Nuo Therapeutics (AURX) director granted and cancels loan-linked warrants
Rhea-AI Filing Summary
Nuo Therapeutics, Inc. director and 10% owner Scott M. Pittman reported several warrant-related transactions tied to a loan agreement. He received new Prepayment Restated, Second Restated, and Interim Warrants, each exercisable at $1.50 per share of common stock.
The filing shows cancellation of previously issued Second and Prepayment Warrants in exchange for the new restated warrants on similar terms under an Amended and Restated Loan and Security Agreement dated May 29, 2026. After these moves, he directly holds Interim Warrants for 17,450 underlying shares, with additional restated and prepayment warrants vesting only if specified funding or prepayment events occur.
Positive
- None.
Negative
- None.
Insights
Board-approved restructuring swaps prior warrants for new loan-linked warrants.
The transactions show Scott M. Pittman, a director and 10% owner, cancelling older Second and Prepayment Warrants and receiving new Interim, Restated Second, and Prepayment Restated Warrants at a $1.50 exercise price, all tied to a Loan and Security Agreement.
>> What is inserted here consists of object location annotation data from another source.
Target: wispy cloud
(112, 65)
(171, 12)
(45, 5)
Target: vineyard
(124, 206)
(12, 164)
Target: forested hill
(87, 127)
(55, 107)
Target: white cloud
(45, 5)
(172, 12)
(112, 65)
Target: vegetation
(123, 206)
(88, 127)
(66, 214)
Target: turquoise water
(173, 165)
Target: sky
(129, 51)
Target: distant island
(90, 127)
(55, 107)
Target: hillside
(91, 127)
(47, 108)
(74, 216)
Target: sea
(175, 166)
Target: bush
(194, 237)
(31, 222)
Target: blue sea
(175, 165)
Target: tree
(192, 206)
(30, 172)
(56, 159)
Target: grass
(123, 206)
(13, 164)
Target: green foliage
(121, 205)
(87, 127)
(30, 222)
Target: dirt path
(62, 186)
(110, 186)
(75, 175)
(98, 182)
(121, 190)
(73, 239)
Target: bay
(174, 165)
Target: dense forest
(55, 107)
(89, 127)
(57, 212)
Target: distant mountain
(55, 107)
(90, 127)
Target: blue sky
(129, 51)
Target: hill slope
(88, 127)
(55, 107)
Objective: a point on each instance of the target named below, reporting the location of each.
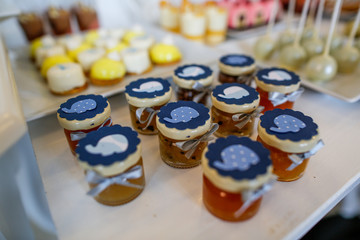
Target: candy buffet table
(170, 206)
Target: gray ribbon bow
(251, 196)
(297, 159)
(244, 118)
(121, 179)
(148, 120)
(76, 136)
(189, 146)
(277, 98)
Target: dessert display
(165, 52)
(292, 138)
(278, 88)
(236, 68)
(136, 60)
(86, 17)
(32, 25)
(146, 97)
(184, 129)
(111, 157)
(193, 82)
(59, 20)
(234, 108)
(106, 71)
(81, 115)
(66, 78)
(237, 172)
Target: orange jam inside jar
(236, 173)
(278, 88)
(81, 115)
(114, 168)
(235, 107)
(193, 82)
(184, 130)
(291, 138)
(145, 97)
(236, 68)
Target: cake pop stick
(324, 67)
(265, 46)
(314, 45)
(348, 56)
(293, 56)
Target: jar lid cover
(193, 72)
(183, 115)
(235, 93)
(83, 107)
(148, 88)
(277, 76)
(237, 60)
(287, 124)
(238, 157)
(108, 145)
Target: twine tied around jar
(278, 98)
(189, 146)
(121, 179)
(244, 118)
(76, 136)
(152, 112)
(250, 196)
(297, 159)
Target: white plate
(344, 87)
(37, 101)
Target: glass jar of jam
(236, 174)
(292, 138)
(146, 97)
(278, 88)
(236, 68)
(193, 82)
(234, 107)
(114, 168)
(83, 114)
(184, 130)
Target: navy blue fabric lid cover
(287, 124)
(238, 157)
(183, 115)
(278, 76)
(235, 93)
(83, 107)
(148, 88)
(107, 145)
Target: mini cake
(88, 57)
(32, 25)
(237, 172)
(235, 107)
(52, 61)
(106, 71)
(142, 42)
(193, 82)
(292, 138)
(66, 78)
(165, 53)
(59, 20)
(184, 129)
(47, 51)
(236, 68)
(114, 168)
(83, 114)
(145, 98)
(278, 88)
(136, 60)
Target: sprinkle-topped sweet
(241, 161)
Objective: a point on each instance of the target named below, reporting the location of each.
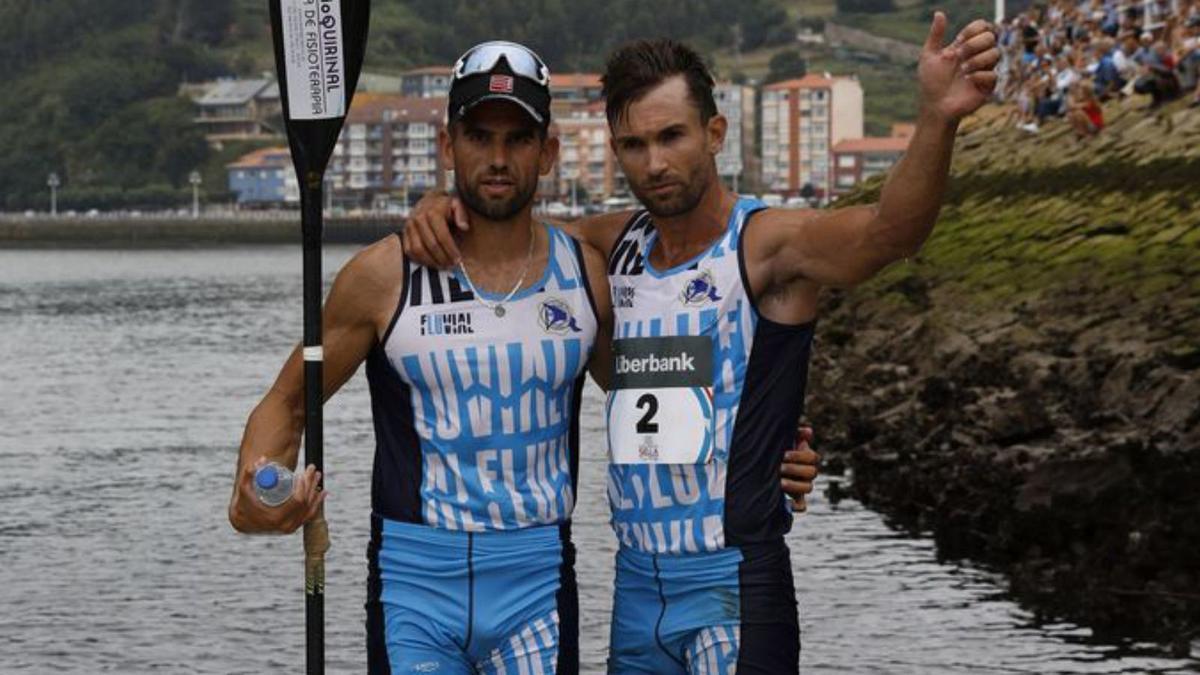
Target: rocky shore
(1027, 389)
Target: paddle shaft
(316, 536)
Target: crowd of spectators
(1065, 58)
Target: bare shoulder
(600, 231)
(381, 263)
(372, 280)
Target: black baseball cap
(504, 71)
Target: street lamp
(54, 183)
(195, 179)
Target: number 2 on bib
(671, 425)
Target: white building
(802, 120)
(737, 162)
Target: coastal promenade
(125, 230)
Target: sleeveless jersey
(705, 400)
(475, 414)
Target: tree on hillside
(204, 21)
(786, 65)
(865, 6)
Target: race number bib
(660, 404)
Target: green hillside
(1027, 387)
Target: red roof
(886, 144)
(575, 81)
(265, 157)
(808, 82)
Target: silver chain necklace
(498, 308)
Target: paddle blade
(319, 46)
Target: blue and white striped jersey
(475, 413)
(706, 398)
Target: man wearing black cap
(475, 380)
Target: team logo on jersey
(447, 323)
(556, 317)
(623, 296)
(700, 290)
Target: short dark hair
(636, 67)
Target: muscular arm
(846, 246)
(429, 233)
(600, 364)
(359, 305)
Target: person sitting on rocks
(1084, 111)
(1157, 76)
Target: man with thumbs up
(714, 306)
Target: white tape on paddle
(313, 55)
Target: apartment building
(737, 163)
(802, 120)
(388, 151)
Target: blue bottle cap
(267, 477)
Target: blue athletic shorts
(457, 603)
(706, 614)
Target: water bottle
(273, 484)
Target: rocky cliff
(1027, 389)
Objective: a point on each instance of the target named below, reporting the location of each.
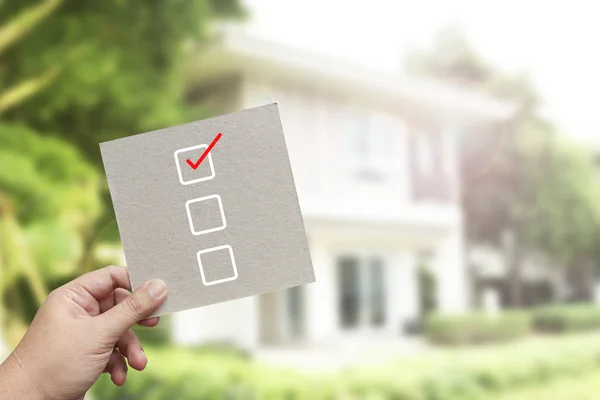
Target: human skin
(82, 330)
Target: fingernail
(157, 288)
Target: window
(372, 144)
(362, 297)
(294, 312)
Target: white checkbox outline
(209, 157)
(189, 213)
(216, 282)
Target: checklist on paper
(209, 207)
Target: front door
(361, 293)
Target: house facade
(374, 159)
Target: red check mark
(203, 156)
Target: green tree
(523, 181)
(72, 74)
(109, 68)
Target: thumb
(136, 307)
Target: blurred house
(374, 158)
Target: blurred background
(446, 156)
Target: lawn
(533, 368)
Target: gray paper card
(209, 207)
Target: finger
(118, 296)
(135, 308)
(117, 368)
(102, 282)
(130, 346)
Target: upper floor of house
(362, 144)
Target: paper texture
(226, 227)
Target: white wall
(318, 129)
(234, 321)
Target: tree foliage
(73, 74)
(116, 65)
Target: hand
(82, 330)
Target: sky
(556, 42)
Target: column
(321, 316)
(450, 267)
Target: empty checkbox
(217, 265)
(189, 169)
(206, 214)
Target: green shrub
(480, 373)
(567, 318)
(476, 328)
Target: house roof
(236, 50)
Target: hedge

Footnotes state the new restated warrants have the same terms and exercise price as the cancelled ones, suggesting a structural reset rather than incremental economics. Key conditions include vesting of 17,500 Restated Second Warrants only if a Second Funding occurs by September 30, 2026, and prepayment-related warrants vesting upon a prepayment event by December 31, 2028.
There are no open-market share purchases or sales; activity is limited to derivative grants and cancellations approved by the board and non-employee directors. The actual impact will depend on whether the Second Funding or prepayment events under the loan agreement occur, which would trigger warrant vesting and potential future share issuance.
Insider Trade Summary
| Type | Security | Shares | Price | Value |
|---|---|---|---|---|
| Grant/Award | Interim Warrant (right to buy) | 17,450 | $1.50 | $26K |
| Disposition | Second Warrant (right to buy) | 36,750 | $1.50 | $55K |
| Disposition | Prepayment Warrant (right to buy) | 7,516 | $1.50 | $11K |
| Grant/Award | Second Restated Warrant (right to buy) | 17,500 | $1.50 | $26K |
| Grant/Award | Prepayment Restated Warrant (right to buy) | 7,333 | $1.50 | $11K |
Footnotes (1)
- Represents Origination Interim and Capital Interim Warrants. Transaction approved by Board of Directors of Issuer and Non-Employee Directors Represents Origination Restated Second and Capital Restated Second Warrants. Previously issued Second Warrants cancelled for Second Restated Warrants with same terms, including same exercise price (and cancelled on date when underlying Common Stock traded at lower price than when previously issued), in accordance with the Amended and Restated Loan and Security Agreement dated May 29, 2026 among the Issuer, the Reporting Person, and other parties thereto (the "Loan Agreement"). Previously issued Prepayment Warrants cancelled for Prepayment Restated Warrants with same terms, including same exercise price (and cancelled on date when underlying Common Stock traded at lower price than when previously issued), in accordance with the Loan Agreement. Vesting (if at all) on September 30, 2026 provided a Second Funding occurs in accordance with the Loan Agreement. Represents maximum number of shares issuable (if at all) in the event of a Prepayment in accordance with the Loan Agreement. Vesting (if at all) upon the occurrence of a Prepayment, but no later than December 31, 2028, in accordance with the Loan Agreement.